Western culture and civilization cannot be set up as the norm for all mankind. […] The unique value and right to existence of all cultural areas is to be recognised as a matter of principle. It would be foolish to refuse to realize that Europe has lost its leading position and prestige in the world. The focal points of world affairs have shifted to other continents. All these developments and changes show that, for the modern world, which has become a unity and is conscious of this unity, the law of the reciprocal fertilisation of different cultural areas must hold if worldwide catastrophes are not to come about.

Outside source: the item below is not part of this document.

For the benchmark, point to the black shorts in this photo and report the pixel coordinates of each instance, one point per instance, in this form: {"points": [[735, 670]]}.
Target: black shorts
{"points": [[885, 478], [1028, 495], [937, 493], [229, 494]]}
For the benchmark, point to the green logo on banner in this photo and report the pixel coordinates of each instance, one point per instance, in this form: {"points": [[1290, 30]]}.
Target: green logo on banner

Recognising and respecting human dignity, which underlies the equal rights and equality of all people and nations, is a recurring topic in the work and conferences of “Mut zur Ethik”. In 1997, we dedicated an entire conference to the topic of human dignity and adopted principles that have lost none of their significance.
  This is stated in the preamble to these theses:

Recognising the dignity of the human person in all areas of social life is the most valuable moral and legal achievement of our civilisation. It is the basis of the constitutions of modern democracies and the international covenants of the community of nations It is a historical fact that, to the extent that it has occurred, recognising human dignity has led our societies out of endless religious and civil wars, state despotism, social injustice and totalitarian oppression.
  Returning to human dignity and human rights, their objective justification from the essence of man and his nature, their protection and further realisation are therefore among the most pressing problems of our time.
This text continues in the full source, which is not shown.